- Leader: Toma Belev Daniela Bozhinova
- Founded: 18 May 2008
- Headquarters: Sofia
- Ideology: Green politics; Green liberalism; Social liberalism;
- Political position: Centre
- National affiliation: DB (until 2024)
- European affiliation: European Green Party
- European Parliament group: Greens–European Free Alliance
- International affiliation: Global Greens (Associate)
- Colors: Green
- National Assembly: 0 / 240
- European Parliament: 0 / 17

Website
- zelenodvizhenie.bg

= Green Movement (Bulgaria) =

Bulgarian political party

Green Movement (Зелено движение), until 2019 The Greens (Зелените), is a green-liberal political party in Bulgaria founded in 2008.

==History==
Green Movement emerged from a number of non-governmental organizations who felt, after years of work in the area of environment protection, human rights, etc. that their work needed serious political backing if it was to have a lasting effect. A major motivation to found a political party was criticism of various shortcomings in the political system in Bulgaria, including widespread corruption, lack of democratic control, and the general malfunction of state institutions at all levels. The party had its inaugural meeting in May 2008 in Sofia (capital of Bulgaria). During the following three months, more than 6000 members were registered. According to its statutes, the party has two chairpersons with equal rights.
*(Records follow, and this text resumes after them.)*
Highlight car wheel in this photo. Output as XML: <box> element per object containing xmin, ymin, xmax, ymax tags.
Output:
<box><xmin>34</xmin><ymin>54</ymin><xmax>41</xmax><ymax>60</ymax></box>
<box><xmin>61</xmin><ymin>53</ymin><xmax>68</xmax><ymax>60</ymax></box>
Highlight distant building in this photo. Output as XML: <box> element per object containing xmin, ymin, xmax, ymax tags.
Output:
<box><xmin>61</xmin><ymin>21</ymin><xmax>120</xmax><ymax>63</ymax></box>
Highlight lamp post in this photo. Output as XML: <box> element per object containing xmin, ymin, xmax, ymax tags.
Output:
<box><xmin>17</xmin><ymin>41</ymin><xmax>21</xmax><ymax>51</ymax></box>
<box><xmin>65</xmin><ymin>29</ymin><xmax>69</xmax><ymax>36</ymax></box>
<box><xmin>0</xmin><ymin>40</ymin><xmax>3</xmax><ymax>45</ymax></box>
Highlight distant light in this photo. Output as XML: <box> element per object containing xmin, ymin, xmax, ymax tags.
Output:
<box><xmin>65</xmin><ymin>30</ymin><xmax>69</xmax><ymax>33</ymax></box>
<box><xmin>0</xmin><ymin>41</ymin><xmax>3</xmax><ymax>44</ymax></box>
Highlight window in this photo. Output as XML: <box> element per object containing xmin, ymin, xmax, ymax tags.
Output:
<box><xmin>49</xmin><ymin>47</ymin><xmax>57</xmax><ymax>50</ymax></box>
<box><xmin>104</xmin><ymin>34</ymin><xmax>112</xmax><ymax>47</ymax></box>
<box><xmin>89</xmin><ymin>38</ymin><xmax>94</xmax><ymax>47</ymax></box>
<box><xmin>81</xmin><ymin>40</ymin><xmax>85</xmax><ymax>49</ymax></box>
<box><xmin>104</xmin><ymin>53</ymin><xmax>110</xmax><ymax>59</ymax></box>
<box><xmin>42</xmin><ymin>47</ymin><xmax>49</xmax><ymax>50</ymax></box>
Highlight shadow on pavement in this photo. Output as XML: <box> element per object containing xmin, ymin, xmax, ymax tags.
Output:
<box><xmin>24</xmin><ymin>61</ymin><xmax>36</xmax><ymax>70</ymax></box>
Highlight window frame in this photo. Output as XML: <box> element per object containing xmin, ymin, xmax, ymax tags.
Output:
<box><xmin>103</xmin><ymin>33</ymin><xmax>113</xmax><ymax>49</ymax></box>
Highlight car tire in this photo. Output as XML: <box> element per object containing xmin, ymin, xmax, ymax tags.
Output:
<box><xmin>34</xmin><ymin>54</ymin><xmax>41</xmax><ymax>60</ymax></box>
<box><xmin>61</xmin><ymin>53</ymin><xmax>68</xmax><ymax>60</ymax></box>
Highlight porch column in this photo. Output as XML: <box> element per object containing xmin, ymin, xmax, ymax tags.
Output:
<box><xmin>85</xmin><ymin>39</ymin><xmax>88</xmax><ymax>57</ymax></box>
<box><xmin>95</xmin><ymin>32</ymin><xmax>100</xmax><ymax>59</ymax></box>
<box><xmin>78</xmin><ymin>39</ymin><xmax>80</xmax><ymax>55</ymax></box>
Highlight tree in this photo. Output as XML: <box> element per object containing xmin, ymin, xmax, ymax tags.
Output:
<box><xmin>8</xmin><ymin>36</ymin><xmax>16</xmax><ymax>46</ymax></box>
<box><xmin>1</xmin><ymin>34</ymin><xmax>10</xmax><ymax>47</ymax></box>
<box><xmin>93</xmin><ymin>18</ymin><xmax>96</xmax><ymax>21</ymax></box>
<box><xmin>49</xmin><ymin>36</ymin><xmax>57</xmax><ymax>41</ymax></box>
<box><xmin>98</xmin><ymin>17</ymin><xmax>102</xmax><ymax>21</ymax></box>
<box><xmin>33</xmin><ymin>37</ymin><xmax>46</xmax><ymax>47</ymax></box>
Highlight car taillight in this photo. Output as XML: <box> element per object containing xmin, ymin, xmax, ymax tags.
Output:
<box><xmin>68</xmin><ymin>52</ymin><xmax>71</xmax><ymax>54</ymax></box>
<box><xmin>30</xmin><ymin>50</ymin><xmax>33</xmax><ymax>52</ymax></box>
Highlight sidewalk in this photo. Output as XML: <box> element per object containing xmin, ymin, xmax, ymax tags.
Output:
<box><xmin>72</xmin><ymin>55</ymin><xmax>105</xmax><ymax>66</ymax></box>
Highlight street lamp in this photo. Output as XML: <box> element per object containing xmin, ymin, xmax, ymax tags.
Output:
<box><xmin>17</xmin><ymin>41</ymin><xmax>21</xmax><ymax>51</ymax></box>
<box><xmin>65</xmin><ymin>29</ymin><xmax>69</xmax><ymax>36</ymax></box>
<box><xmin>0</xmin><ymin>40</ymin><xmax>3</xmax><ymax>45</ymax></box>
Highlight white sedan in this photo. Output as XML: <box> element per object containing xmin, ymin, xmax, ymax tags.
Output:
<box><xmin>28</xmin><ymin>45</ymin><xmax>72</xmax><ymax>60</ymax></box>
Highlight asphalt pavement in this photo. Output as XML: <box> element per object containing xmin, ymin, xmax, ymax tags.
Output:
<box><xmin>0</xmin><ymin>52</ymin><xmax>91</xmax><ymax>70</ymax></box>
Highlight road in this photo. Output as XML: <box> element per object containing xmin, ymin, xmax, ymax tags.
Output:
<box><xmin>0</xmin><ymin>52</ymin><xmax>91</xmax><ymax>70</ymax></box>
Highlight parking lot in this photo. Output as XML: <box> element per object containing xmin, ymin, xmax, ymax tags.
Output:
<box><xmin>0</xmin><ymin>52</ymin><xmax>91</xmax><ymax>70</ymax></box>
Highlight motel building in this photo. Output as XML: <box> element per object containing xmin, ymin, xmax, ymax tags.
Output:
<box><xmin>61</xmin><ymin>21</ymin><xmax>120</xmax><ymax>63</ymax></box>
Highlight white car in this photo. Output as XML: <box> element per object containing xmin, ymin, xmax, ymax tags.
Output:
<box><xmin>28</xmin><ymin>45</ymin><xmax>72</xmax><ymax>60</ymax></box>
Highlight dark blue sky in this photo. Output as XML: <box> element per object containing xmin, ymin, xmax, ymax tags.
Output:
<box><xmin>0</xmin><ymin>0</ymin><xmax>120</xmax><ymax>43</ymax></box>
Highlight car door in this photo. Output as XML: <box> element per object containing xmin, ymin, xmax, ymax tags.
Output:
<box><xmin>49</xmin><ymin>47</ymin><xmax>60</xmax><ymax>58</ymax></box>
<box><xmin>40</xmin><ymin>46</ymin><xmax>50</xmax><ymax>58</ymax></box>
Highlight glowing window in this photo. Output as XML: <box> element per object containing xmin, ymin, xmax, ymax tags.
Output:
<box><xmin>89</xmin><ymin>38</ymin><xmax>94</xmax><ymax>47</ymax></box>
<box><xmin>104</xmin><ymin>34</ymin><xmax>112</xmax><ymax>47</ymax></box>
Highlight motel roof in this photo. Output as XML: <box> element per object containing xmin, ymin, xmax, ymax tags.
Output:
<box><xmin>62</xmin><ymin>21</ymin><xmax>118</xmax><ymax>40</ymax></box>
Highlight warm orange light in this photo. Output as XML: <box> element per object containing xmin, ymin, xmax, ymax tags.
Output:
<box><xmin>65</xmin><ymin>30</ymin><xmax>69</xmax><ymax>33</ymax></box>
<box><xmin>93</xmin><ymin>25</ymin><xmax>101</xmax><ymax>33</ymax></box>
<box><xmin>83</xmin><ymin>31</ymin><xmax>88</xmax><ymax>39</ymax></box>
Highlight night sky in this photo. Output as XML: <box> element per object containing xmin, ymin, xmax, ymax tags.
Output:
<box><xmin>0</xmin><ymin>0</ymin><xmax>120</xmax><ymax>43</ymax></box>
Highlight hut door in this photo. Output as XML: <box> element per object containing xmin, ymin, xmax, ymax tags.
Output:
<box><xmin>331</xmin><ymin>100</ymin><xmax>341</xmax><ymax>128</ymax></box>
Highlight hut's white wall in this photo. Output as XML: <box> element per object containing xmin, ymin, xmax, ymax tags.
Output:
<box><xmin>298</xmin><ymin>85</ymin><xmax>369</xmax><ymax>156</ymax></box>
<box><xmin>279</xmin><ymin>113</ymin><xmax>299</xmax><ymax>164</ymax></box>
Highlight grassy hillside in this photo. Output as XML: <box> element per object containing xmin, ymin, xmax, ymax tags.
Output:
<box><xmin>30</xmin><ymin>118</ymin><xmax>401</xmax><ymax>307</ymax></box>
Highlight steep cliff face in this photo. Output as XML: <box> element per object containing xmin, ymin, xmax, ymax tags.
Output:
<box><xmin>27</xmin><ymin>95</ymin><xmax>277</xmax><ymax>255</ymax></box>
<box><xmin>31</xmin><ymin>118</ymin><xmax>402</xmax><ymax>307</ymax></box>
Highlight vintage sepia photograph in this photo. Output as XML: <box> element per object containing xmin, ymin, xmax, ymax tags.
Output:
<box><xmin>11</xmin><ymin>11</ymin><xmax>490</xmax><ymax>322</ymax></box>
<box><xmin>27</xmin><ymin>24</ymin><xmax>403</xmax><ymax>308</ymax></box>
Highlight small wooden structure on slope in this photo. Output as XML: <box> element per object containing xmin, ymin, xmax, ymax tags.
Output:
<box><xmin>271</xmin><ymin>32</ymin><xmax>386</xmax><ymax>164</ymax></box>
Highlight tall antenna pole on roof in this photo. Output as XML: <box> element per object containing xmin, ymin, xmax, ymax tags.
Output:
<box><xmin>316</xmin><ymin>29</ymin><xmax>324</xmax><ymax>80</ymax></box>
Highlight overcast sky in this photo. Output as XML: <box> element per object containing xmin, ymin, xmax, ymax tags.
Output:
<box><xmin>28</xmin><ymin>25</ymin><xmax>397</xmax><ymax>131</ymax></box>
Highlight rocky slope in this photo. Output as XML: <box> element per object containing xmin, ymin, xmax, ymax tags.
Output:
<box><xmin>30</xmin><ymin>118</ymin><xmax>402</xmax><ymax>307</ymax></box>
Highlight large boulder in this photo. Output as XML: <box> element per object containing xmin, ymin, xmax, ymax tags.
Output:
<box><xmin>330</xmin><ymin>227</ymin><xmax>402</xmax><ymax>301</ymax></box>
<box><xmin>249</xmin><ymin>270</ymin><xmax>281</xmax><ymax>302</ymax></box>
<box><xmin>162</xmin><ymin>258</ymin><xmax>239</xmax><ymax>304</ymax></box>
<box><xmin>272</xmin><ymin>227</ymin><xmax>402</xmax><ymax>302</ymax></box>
In 2019, shortly before the European elections, the party was forced to change its name from "The Greens" to "Green Movement" because of a decision by Bulgaria's Supreme Court of Cassation which stated that another party had a right to the name. The leadership of Green Movement commented for the media: "Unfortunately, the pressure on us comes literally on the eve of the upcoming elections to the European Parliament, and at a time when the Greens, as part of the Democratic Bulgaria coalition, we have all chances to become a real political factor opposing the corrupt and populist status quo".

== Chairpersons ==
As first chairpersons were elected Denica Petrova, Andrey Kovatchev and Petko Kovachev (2008). A national assembly of the party in May 2010 consisting of about 50 delegates elected a new board of chairpersons with Georg Tuparev, Daniela Bozhinova and Andrey Kovachev.

==Program==
Green Movement see themselves as part of the network of green parties in Europe.
The political program of the Greens reflects a large extent the program of the European Green Party but also includes topics specific for Bulgaria such as changes in the political system in order to overcome inherent problems of governance and democratic control.

==Electoral history==

===National Assembly===

| Election | Votes | % | Seats | +/– | Government |
|---|---|---|---|---|---|
| 2009 | 21,841 | 0.52 (#9) | 0 / 240 | New | Extra-parliamentary |
| 2013 | 26,520 | 0.75 (#14) | 0 / 240 | 0 | Extra-parliamentary |
| 2014 | 19,990 | 0.61 (#11) | 0 / 240 | 0 | Extra-parliamentary |
| 2017 | 101,217 | 2.96 (#7) | 0 / 240 | 0 | Extra-parliamentary |
| Apr 2021 | 302,280 | 9.31 (#5) | 4 / 240 | +4 | Snap election |
| Jul 2021 | 345,331 | 12.48 (#4) | 4 / 240 | 0 | Snap election |
| Nov 2021 | 166,968 | 6,28 (#6) | 2 / 240 | −2 | Coalition |
| 2022 | 186,511 | 7.45 (#6) | 3 / 240 | +1 | Snap election |
| 2023 | 621,069 | 23.54 (#2) | 3 / 240 | 0 | Coalition |
| Jun 2024 | 9,324 | 0.42 (#15) | 0 / 240 | −3 | Extra-parliamentary |

===European Parliament===

| Election | # of seats won | # of total votes | % of popular vote | rank | Notes |
|---|---|---|---|---|---|
| 2009 | 0 / 18 | 18,444 | 0.72% | 10th |  |
| 2014 | 0 / 17 | 12,547 | 0.56% | 11th |  |
| 2019 | 0 / 17 of 1 / 17 | 118,484 | 6.06% | 5th | In a coalition with Yes, Bulgaria! and Democrats for a Strong Bulgaria as Democratic Bulgaria |

== Save Pirin Protests ==

In 2018, the Greens supported the "Save Pirin" mass protests in Bulgaria against the expansion of the ski area in the Pirin National Park.